Chinese ferries to have MAN propulsion packages

Graphical rendering of one of the two passenger ferries for the Chinese shipping companies, Huadong Ferry and Dadong Ferry Graphical rendering of one of the two passenger ferries for the Chinese shipping companies, Huadong Ferry and Dadong Ferry Ship Design and Research Institute, China

NOVEMBER 17, 2014 — MAN Diesel & Turbo has secured a contract for the supply of four 9L48/60CR engines for the diesel-mechanical propulsion of two passenger ferries for Chinese shipping companies, Huadong Ferry and Dadong Ferry.

The two newbuildings are currently under construction at Huanghai Shipyard in Shangdong, China. Both vessels have a passenger capacity of 1,500 and are intended to connect South Korea with the Chinese mainland upon entering service.

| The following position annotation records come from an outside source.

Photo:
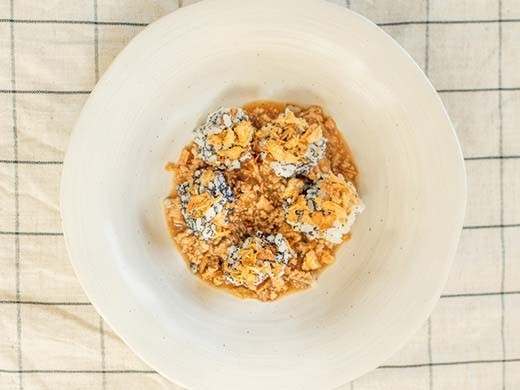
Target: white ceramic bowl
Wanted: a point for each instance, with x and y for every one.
(227, 52)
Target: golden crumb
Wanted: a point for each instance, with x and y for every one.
(262, 228)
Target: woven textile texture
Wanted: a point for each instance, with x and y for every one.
(51, 55)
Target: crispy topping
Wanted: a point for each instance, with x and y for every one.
(260, 257)
(273, 168)
(224, 141)
(290, 145)
(326, 208)
(205, 202)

MAN Diesel & Turbo will deliver the complete propulsion package for the ferries. Each vessel will have two 9L48/60CR engines with a combined output of 21,600 kW, two Renk gear systems and two five-bladed, 5-m diameter MAN Alpha CP propellers. The propulsion control system is MAN's Alphatronic 3000.

This combination of technology boosts the drive system's efficiency, saving both fuel and costs as well as reducing emissions, while the five-bladed propeller designs ensure low levels of pressure pulses and noise.

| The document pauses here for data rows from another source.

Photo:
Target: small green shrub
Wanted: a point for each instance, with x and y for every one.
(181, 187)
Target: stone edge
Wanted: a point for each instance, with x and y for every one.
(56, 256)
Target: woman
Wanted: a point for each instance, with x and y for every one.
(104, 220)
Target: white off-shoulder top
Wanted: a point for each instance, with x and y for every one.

"We are pleased that our MAN propulsion packages will contribute to a safe and eco-friendly ferry service in the region of East Asia," said Henning Bullwinkel, Sales Manager Cruise and Ferry at MAN Diesel & Turbo's Business Unit Marine Medium Speed.

The engines will be among the first MAN common-rail engines delivered to China.

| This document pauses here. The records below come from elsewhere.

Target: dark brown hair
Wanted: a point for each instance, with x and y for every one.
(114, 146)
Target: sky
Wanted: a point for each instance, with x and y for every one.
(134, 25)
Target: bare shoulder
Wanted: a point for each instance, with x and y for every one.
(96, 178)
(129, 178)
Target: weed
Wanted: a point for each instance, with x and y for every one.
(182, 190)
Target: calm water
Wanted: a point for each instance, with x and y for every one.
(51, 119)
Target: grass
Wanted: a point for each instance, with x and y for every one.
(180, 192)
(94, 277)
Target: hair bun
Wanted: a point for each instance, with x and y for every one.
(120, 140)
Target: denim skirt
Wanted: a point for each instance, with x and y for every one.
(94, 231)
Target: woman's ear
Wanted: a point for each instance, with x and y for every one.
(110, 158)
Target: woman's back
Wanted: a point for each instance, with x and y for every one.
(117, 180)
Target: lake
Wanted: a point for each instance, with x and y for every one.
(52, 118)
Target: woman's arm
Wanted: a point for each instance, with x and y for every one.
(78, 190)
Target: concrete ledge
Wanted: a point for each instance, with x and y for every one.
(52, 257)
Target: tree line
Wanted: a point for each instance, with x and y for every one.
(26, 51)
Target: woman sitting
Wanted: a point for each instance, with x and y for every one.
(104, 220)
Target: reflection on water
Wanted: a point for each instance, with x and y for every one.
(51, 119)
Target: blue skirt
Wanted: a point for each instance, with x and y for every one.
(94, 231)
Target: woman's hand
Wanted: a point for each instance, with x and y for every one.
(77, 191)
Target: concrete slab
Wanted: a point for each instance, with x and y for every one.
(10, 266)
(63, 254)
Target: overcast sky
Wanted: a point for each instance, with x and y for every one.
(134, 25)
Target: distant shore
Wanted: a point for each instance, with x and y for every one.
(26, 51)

"This proves that MAN 'Made in Germany' products continue to be held in high esteem in China, and that modern technology with electronic injection systems are increasingly gaining ground, including among Chinese owners", said Sokrates Tolgos, Head of Sales, Cruise & Ferry at MAN Diesel & Turbo.

The China Shipowners' Association has proposed limiting the maximum age of a vessel in service to 28 years. The two ferry newbuildings will enter service in autumn 2016, replacing vessels about to reach the new, proposed age limit. In the near future, more and more ships are also expected to be decommissioned. "We therefore see significant potential in the East Asian market and are optimistic regarding future opportunities to equip further such newbuildings," said Mr. Tolgos.